Attempting to avoid sweets entirely can create a psychological addiction to these same foods in the long-term, explains Daniela Jakubowicz, professor at Tel Aviv University's Sackler Faculty of Medicine, who led the study.
Over the course of a 32-week-long study, participants who added dessert to their breakfast - cookies, cake, or chocolate - lost an average of 40 pounds more than a group that avoided such foods, the journal Steroids reports.
What's more, they kept off the pounds longer. A meal in the morning provides energy for the day's tasks, aids in brain functioning, and kick-starts the body's metabolism, making it crucial for weight loss and maintenance, according to a Tel Aviv statement.

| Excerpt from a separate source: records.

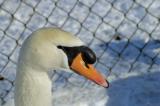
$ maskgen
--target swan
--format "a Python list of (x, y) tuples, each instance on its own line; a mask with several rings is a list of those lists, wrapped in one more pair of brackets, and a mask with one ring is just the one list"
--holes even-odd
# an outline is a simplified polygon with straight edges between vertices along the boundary
[(41, 28), (23, 43), (15, 79), (15, 106), (52, 106), (48, 72), (75, 72), (103, 87), (107, 80), (93, 67), (94, 52), (71, 33), (59, 28)]

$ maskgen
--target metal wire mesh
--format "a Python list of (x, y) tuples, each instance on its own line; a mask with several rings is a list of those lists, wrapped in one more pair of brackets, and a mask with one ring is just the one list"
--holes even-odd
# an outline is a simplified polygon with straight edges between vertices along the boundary
[[(107, 77), (159, 71), (158, 8), (159, 0), (0, 0), (0, 73), (6, 77), (0, 82), (1, 102), (14, 90), (23, 41), (41, 27), (60, 27), (80, 37), (96, 52), (96, 67)], [(54, 71), (52, 77), (65, 80), (62, 86), (78, 78), (78, 85), (70, 84), (90, 83), (76, 74)]]

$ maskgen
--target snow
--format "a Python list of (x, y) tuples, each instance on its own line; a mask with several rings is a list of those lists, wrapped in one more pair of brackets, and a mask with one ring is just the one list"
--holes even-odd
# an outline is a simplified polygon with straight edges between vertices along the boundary
[(75, 73), (53, 71), (54, 106), (160, 106), (159, 0), (0, 0), (0, 6), (0, 75), (6, 77), (0, 106), (14, 106), (19, 49), (44, 26), (84, 41), (110, 82), (105, 89)]
[[(91, 83), (86, 87), (68, 85), (53, 92), (53, 106), (160, 106), (159, 76), (160, 72), (110, 76), (108, 89)], [(3, 106), (14, 106), (13, 100)]]

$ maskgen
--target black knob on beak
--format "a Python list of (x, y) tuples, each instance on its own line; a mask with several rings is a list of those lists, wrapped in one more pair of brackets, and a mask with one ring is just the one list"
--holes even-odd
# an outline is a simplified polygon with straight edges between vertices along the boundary
[(94, 64), (96, 62), (96, 55), (95, 53), (88, 47), (82, 47), (82, 58), (85, 63), (87, 64)]

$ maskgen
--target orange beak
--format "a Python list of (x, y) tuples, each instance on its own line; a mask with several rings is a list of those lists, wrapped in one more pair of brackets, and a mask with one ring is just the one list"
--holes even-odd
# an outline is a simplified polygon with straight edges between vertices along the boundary
[(81, 53), (78, 54), (73, 60), (71, 69), (98, 85), (101, 85), (105, 88), (109, 87), (108, 81), (106, 81), (106, 79), (93, 67), (92, 64), (85, 65)]

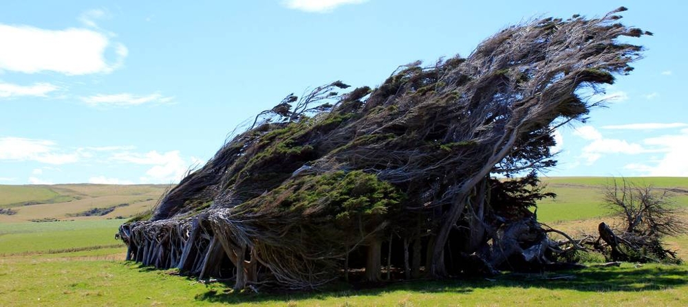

And breakfast is the meal that most successfully regulates ghrelin, the hormone that increases hunger, explains Jakubowicz. While the level of ghrelin rises before every meal, it is suppressed most effectively at breakfast time.
These findings were based on 193 clinically obese, non-diabetic adults, who were randomly assigned to one of two diet groups with identical caloric intake - the men consumed 1,600 calories daily and the women 1,400.
However, the first group was given a low carbohydrate diet including a small 300 calorie breakfast, and the second was given a 600 calorie breakfast high in protein and carbohydrates, always including a dessert item (i.e. chocolate).
Halfway through the study, participants in both groups had lost an average of 33 pounds per person. But in the second half of the study, results differed drastically.
The participants in the low-carb group regained an average of 22 pounds each, but participants in the group with a larger breakfast lost another 15 pounds each.
At the end of the 32 weeks, those who had consumed a 600 calorie breakfast had lost an average of 40 pounds more per person than their peers.
Jakubowicz conducted the study with Julio Wainstein and Mona Boaz from Tel Aviv and Oren Froy of Hebrew University Jerusalem.